Mon Pélerin Nach mehr als 42 Jahren Teilung scheinen die griechischen- und türkischen Zyprer einer Einigung ein ganzes Stück näher gekommen zu sein. Angestrebt wird eine Föderation aus zwei Bundesstaaten. Ein griechisch-zyprischer im Süden und ein türkisch-zyprischer im Norden der drittgrößten Mittelmeerinsel. Die zyprischen Volksgruppenführer – der griechische Zyprer Nikos Anastasiades und der türkische Zyprer Mustafa Akinci – verhandeln im schweizerischen Mont Pélerin, seit Monatsbeginn schon sieben Tage lang. Vorangegangen waren Monate zäher Vorgespräche.
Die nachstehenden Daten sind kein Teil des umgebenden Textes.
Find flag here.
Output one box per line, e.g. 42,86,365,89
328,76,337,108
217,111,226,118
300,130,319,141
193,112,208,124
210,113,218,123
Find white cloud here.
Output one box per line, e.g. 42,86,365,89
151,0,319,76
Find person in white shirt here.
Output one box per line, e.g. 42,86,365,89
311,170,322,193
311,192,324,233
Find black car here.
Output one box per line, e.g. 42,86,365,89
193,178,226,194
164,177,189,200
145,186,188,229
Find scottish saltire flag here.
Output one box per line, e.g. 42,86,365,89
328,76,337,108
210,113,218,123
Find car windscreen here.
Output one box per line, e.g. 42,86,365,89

Im Mittelpunkt steht jetzt das heikle Thema der innerzyprischen Grenzen. Also die Grenze zwischen den beiden Bundesstaaten, die im Falle einer Einigung die Bundesrepublik Zypern bilden sollen. Gefahren lauern: Nach wie vor haben beide Seiten unterschiedliche Vorstellungen. Akinci will, dass möglichst wenige türkische Zyprer nach einer Rückgabe von Territorium an die griechischen Zyprer umgesiedelt werden müssen. Anastasiades jedoch möchte erreichen, dass möglichst viele griechische Zyprer in die Gebiete zurückkehren können, aus denen sie oder ihre Vorfahren 1974 vor den vorrückenden türkischen Truppen fliehen mussten.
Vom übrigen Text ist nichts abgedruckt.